She's bullshitting me right now, correct?

I was way too paralyzed to answer her.

" Miss. You need to sign these." I was a puppet following her pointed fingers and signing a couple of pages.

She vanished. I stooped down on the couch. I saw the three things in that transparent bag. I removed the crumpled paper.

It broke me down. It was my letter. The one I had written it before leaving his condo. Any of this wasn't a good suppose to happen. I wish it were me in his place.

Aaarrghhhh...

Kush is too good for all of this.
He's too pure and I feel like filth.

I felt some vibrations on my palm. I wiped my face with the back of my hand, my vision was blurred again. It was Kush's cell phone.

Caller ID said, Tom

What am I gonna say?

I answered nevertheless. His family needs to know and they need to know now.

" Hello Sir, where am I supposed to pick you up? Did you meet Meera?"

Shit! It's a disaster.

"T-Tom... I-it's me..." I broke just saying that line.

" Meera! Where's sir? W-hat happened?"

" Please c-come to Devonport h-hospital now..."

I hung up. I covered my face just to stop myself from crying but it wasn't stopping, not until there's nothing more left to drain out.

" Meera..." I looked up to find Tom. I don't know how much time has passed and how long I was in a crouched position curled in and crying myself out.

" It's... It's... Kush... H-He..."

" I know.
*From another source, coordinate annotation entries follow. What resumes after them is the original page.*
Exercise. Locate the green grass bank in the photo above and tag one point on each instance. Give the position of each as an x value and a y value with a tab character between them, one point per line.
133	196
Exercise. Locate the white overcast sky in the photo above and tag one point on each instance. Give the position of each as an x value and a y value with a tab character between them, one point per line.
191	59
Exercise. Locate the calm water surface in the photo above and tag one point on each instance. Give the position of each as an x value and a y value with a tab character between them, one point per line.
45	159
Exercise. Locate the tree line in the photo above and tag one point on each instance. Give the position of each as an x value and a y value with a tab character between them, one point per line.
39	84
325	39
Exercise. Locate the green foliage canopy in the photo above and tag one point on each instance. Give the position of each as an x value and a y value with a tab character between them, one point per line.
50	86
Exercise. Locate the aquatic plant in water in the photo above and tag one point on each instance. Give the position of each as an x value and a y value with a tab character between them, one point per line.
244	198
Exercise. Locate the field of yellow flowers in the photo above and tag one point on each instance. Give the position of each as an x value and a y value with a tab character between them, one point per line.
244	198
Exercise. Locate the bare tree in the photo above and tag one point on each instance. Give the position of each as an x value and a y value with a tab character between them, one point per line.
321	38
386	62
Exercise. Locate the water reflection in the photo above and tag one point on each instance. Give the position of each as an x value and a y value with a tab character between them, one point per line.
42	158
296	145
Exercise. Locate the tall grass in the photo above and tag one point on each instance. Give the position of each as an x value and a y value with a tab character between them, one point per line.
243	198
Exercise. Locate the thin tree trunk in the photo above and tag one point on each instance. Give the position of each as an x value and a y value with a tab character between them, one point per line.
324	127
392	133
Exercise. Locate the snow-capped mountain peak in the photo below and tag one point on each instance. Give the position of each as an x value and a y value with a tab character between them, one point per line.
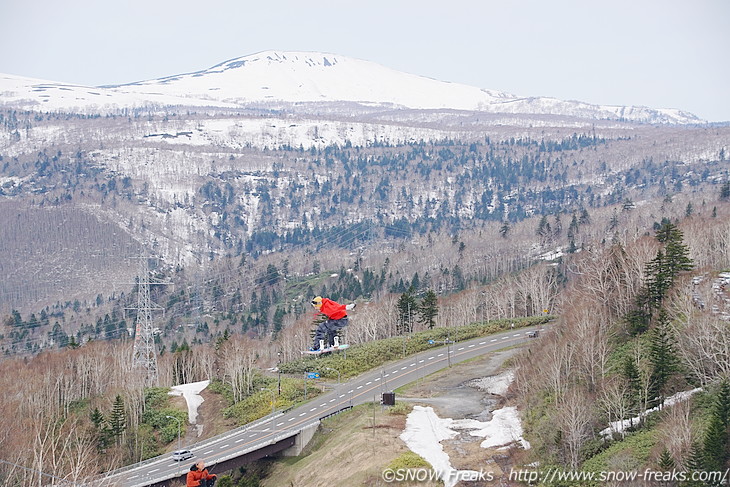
298	77
289	79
I've been here for 15 minutes. I shook you for almost 5 times but...." He stopped for time indefinite.

He handed me wet tissues. I wiped my face. My eyes hurt and I know they were swollen by now. For the first time, I had a clear view. Tom looked worried but he had his shit together, unlike me. Tom was family and I was glad he was here now.

But, he wasn't at fault, I was. And because of me, Kush's life is in jeopardy. I'm to blame.

" Nurse said..." I started.

" I know. I've called Samar sir and ma'am. They are on there way. Fortunately, both of them were in Singapore today for an event. They will be here in 10 hours." He informed.

I fell on my knees. My face in my palms.

" It's all on me. I'm jinxed, Tom. I should be the one in there, not Kush... "

" Meera. You've to be strong. He's gonna be alright... " I hope he will be.

" Excuse me. It's a case of an accident. We need your report." The officer came. I stood up and followed him. I wasn't at the scene when it happened so I wasn't much of help but I provided him what I knew.

Tom was next to me the entire time. After the officer left, I looked at Tom, hopefully when a nurse came.

" The patient has been taken for surgery." She informed.

" How long will it take? " Tom asked.

" Minimum 8 hours. He has multiple fractures, lacerations and a serious head injury. The details will be given by Dr. Greg. He's operating." She spoke in a monotonous tone signifying that all this is like a Tedious Tuesday to her.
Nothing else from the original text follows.